Se nella seconda, ovviamente, si intraprende un processo di comuni9cazione e di RELAZIONE con gli utenti in Rete, in modo attivo e con strategie di tipo pull, nella prima invece, quella interna, si deve agire nei confronti della mentalità dell’azienda, nella sua cultura, nello specifico nel suo modo di pensare. Ricordiamoci che l’impresa in questo frangente si trova in una posizione di difesa, e pertanto vorrebbe solo che le critiche venissero cancellate dal Web o rispondere all’utente in maniera aggressiva. Innanzitutto: CALMA e fate un respiro profondo. Siete ancora in tempo per cambiare la situazione, per ammorbidire i toni e per avviare una discussione con l’utente/cliente in questione che possa diventare il più produttiva possibile per ENTRAMBI. Bisogna che le imprese colgano ed interiorizzino l’importanza del gestire in modo assertivo e soprattutto continuativo le relazioni in Rete. Non basta ricorrere ad una comunicazione a 2 vie solo per il tempo necessario a sedare una possibile fonte di crisi, ma bisogna continuare a monitorare la situazione anche nei momenti tranquilli.
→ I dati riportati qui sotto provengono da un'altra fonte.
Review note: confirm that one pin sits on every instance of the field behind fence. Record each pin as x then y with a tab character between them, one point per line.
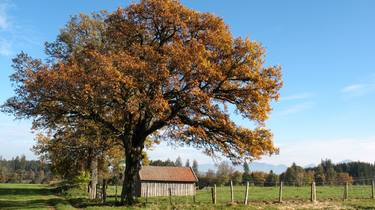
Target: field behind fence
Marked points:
274	194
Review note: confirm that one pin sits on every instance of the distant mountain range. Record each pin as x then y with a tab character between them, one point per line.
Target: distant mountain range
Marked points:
254	166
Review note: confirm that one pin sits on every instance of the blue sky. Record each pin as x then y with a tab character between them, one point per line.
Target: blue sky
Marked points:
326	50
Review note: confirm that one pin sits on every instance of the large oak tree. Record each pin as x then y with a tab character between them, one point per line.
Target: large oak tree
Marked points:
153	68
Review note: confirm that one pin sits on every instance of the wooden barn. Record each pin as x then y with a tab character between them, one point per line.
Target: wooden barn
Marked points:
157	180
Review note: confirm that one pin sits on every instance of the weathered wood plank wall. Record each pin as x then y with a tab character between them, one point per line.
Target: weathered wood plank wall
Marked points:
161	189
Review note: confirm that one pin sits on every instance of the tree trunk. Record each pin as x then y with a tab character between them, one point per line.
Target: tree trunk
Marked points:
133	158
94	178
104	190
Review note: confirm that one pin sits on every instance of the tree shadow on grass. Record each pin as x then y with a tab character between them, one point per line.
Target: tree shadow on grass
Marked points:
25	198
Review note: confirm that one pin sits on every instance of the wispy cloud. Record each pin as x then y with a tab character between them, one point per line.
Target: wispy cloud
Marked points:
5	47
296	108
3	16
359	89
299	96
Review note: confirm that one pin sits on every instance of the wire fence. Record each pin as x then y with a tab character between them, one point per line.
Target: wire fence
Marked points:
280	192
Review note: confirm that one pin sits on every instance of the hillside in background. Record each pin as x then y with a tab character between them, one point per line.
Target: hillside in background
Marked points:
254	166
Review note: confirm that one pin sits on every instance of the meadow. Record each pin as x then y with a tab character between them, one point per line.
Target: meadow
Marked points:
31	196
Ecco spiegato il perchè della mia frase iniziale: non si possono arare in una notte sola tutti i campi del Siam, in altre parole: noi Relatori Pubblici non possiamo pretendere di cambiare in poco tempo la mentalità di PMI che per anni se non decenni hanno avuto un certo modo di pensare e di agire. Dobbiamo cercare di capire anche la loro diffidenza e la loro chiusura mentale (anche se in alcuni potrebbe sfiorare l’ottusità!). D’ altra parte l’empatia dovrebbe essere uno dei nostri punti di forza, no? Dunque: per arare il campo di Internet e quello delle PMI, le Relazioni Pubbliche non sono altro che il giusto fertilizzante da utlizzare!
E poi…la pazienza è la virtù dei forti!